Exercise Overcomes Laziness

For many of us, laziness is nothing more than a lack of physical activity. In the absence of physical activity, the muscle mass in our bodies begins to decrease leaving unwanted fat in its place. Suddenly, fat loss becomes an issue along with laziness. Fortunately, exercise can offer obvious weight loss advantages too.

But we get it. Elevating your heart rate with exercise is probably the last thing you feel up to if you’re experiencing burnout.

So, what’s the best strategy to stop being lazy and start exercising more?

Personal trainers often tell their clients to focus on their mindset first. To adopt the right mindset to overcome laziness, consider for a moment why most people exercise? They oftentimes do so because of the way it makes them feel. As the science goes, physical activity accelerates our breathing, and that leads to an increase in the amount of oxygen circulating in our bodies. This increase in oxygen content supports energy production at the cellular level leaving us feeling more energized.

Exercise also increases the release of those feel-good hormones called endorphins, your body’s natural painkiller and mood enhancer. We can trace this back to the joggers who commonly refer to this sensation as a “runner’s high.”

Voilà. Suddenly we have more energy and are less prone to laziness and procrastination. And that brings us to the mental health advantages of exercising.

Exercise: Mental Health and Emotional Wellbeing

Not only can exercise help you suppress those inclinations to put important things off until later, exercising with regularity can be significantly effective at battling the effects of depression and anxiety. Almost all the personal trainers we talked to in East London told us that their clients routinely report improvements in their mood, their memory, and they reported sleeping more soundly after exercising.

Making the case for exercise more compelling is the fact that we don’t need to get fanatical about exercise to experience these benefits. There’s enough evidence indicating that even a moderate amount of exercise can make a noticeable difference in our lives. It doesn’t matter if you qualify as athletic or not, we can all learn to use exercise as a way of dealing with our inclinations towards laziness. Finally, physical exercise reduces the level of cortisol in our bodies; something produced by the adrenal glands that are often referred to as “stress hormones.”


Want in on a little secret? Nutrition and laziness are intrinsically linked. Research shows that impulsive and poor diet choices are directly connected to lower levels of productivity. In fact, people who make unhealthy choices are more than 60% likely to experience a decrease in how productive they feel.

Remember, a well-balanced diet that focuses on getting enough of the macronutrient protein is a major contributor towards enhanced levels of productivity not to mention a better sense of well-being.

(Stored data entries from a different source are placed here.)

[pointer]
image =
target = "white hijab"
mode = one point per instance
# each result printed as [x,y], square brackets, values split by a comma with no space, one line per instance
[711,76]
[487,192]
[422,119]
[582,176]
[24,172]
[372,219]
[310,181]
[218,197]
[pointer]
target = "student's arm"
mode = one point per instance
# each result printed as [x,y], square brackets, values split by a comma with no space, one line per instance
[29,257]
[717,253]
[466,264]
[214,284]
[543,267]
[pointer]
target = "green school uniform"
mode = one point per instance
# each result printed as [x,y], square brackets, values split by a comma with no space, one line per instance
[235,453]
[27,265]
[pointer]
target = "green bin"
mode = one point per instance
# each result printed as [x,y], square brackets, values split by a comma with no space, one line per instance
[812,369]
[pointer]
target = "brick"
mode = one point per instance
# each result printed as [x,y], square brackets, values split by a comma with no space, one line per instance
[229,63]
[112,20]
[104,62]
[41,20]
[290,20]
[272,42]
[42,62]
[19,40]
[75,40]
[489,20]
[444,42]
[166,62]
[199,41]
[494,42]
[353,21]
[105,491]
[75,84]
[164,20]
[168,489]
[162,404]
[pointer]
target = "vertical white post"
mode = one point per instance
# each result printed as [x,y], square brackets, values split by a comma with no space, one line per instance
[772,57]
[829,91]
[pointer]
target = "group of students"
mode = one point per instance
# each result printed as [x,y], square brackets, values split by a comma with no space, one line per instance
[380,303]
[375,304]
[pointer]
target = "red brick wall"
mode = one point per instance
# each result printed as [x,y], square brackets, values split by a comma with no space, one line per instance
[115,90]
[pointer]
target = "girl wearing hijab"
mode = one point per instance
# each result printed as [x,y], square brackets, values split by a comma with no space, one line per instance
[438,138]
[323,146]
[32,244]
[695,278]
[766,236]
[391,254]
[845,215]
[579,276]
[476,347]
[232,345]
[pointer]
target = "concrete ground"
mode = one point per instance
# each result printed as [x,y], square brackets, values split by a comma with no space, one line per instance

If we stop during the day to focus on eating a nutritious diet, we can expect to experience:

  • Greater levels of concentration

  • Higher energy levels

  • Increased motivation

  • Decreases in anxiety

Consider a Personal Trainer

It’s so easy to find a reason not to exercise, isn’t it? But it’s time for that to stop if we want to perform at our best. Working with a personal trainer might sound like the last thing for anyone who’s battling with bouts of laziness. But it’s undoubtedly one of the most prudent choices they can make if they’re serious about making positive changes in their lives. A personal trainer can serve as a powerful motivator, capable of tailoring your exercise regimen to the point where you won’t even consider skipping a session on account of laziness. It all begins with a simple online search of “pt near me.”

If that’s not enough, your personal trainer will be the one who champions your efforts, and that’s a boost of positivity and extra motivation to keep up the good work.